Disruptive Trend: Broadband and Apps are Killing Physical Media
By Rob Scott
April 20, 2012
April 20, 2012
- Om Malik, writing for GigaOM, suggests that physical media is dead: “It is being replaced with ‘apps’ thanks to broadband connectivity and anywhere computing that has come to us via smartphones, tablets and other connected devices.”
- “From music playlists to catalogs to retail stores to television — it wouldn’t surprise me if everything is an app in short order,” he adds. “And that future is scary and yet full of opportunities.”
- Malik cites the migration from CDs to streaming services such as Pandora and Spotify and download options including iTunes and Amazon. He notes the growing popularity of e-books and options such as Netflix and Hulu for movies and television.

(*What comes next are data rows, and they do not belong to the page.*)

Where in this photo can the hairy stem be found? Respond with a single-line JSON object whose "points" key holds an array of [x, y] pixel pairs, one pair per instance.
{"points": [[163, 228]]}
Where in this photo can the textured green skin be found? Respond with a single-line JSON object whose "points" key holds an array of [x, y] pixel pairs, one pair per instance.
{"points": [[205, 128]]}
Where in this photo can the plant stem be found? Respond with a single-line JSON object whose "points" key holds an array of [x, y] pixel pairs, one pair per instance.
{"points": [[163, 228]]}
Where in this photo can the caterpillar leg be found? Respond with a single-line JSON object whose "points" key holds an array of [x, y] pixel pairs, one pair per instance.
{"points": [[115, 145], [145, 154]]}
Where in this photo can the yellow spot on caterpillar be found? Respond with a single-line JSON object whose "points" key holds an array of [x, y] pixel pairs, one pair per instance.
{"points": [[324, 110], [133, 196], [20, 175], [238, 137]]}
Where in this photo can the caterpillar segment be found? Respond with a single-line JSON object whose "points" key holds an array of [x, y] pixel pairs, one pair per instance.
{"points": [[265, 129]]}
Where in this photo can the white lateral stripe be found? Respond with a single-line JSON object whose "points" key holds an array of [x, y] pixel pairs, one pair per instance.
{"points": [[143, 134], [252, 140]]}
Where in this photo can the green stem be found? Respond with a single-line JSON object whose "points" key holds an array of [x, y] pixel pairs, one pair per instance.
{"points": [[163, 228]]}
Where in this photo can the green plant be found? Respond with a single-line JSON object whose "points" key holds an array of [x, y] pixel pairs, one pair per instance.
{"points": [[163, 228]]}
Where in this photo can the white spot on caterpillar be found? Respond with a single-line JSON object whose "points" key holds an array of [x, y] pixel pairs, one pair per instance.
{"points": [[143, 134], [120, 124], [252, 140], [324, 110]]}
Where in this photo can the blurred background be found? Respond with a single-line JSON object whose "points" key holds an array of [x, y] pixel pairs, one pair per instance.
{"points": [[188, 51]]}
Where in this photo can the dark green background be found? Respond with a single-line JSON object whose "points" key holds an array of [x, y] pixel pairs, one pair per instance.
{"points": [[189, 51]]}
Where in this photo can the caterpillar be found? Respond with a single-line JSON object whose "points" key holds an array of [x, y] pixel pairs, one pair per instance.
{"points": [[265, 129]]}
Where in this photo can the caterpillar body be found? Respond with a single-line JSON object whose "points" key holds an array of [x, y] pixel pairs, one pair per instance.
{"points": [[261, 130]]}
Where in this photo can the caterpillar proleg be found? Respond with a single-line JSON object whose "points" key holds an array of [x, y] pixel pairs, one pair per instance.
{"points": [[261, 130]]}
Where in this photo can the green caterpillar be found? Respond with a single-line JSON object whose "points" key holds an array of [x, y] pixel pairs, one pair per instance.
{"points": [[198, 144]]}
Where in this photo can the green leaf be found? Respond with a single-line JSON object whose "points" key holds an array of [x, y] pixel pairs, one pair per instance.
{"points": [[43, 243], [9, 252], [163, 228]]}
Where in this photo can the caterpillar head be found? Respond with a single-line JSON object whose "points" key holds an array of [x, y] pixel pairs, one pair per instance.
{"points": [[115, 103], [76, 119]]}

- “The unifying fabric behind all these new behaviors is broadband. For the longest time, physical media was the container that moved content. Records became compact discs. Movie film became VHS tapes and then DVD. Books didn’t really change. And neither did newspapers and magazines. They are all mere containers,” he explains.
- “In the post-broadband world, Internet is the truck, and app stores are the newsstand and book store. Result: the slow and steady decay of physical media as a container for content,” says Malik, adding that the subsequent impact will be immense, despite the fact that we are still thinking in terms of the old containers.
- He suggests the upheaval has already begun and illustrates his point with examples including the impact on the U.S. Postal Service, commercial printers and traditional advertising models.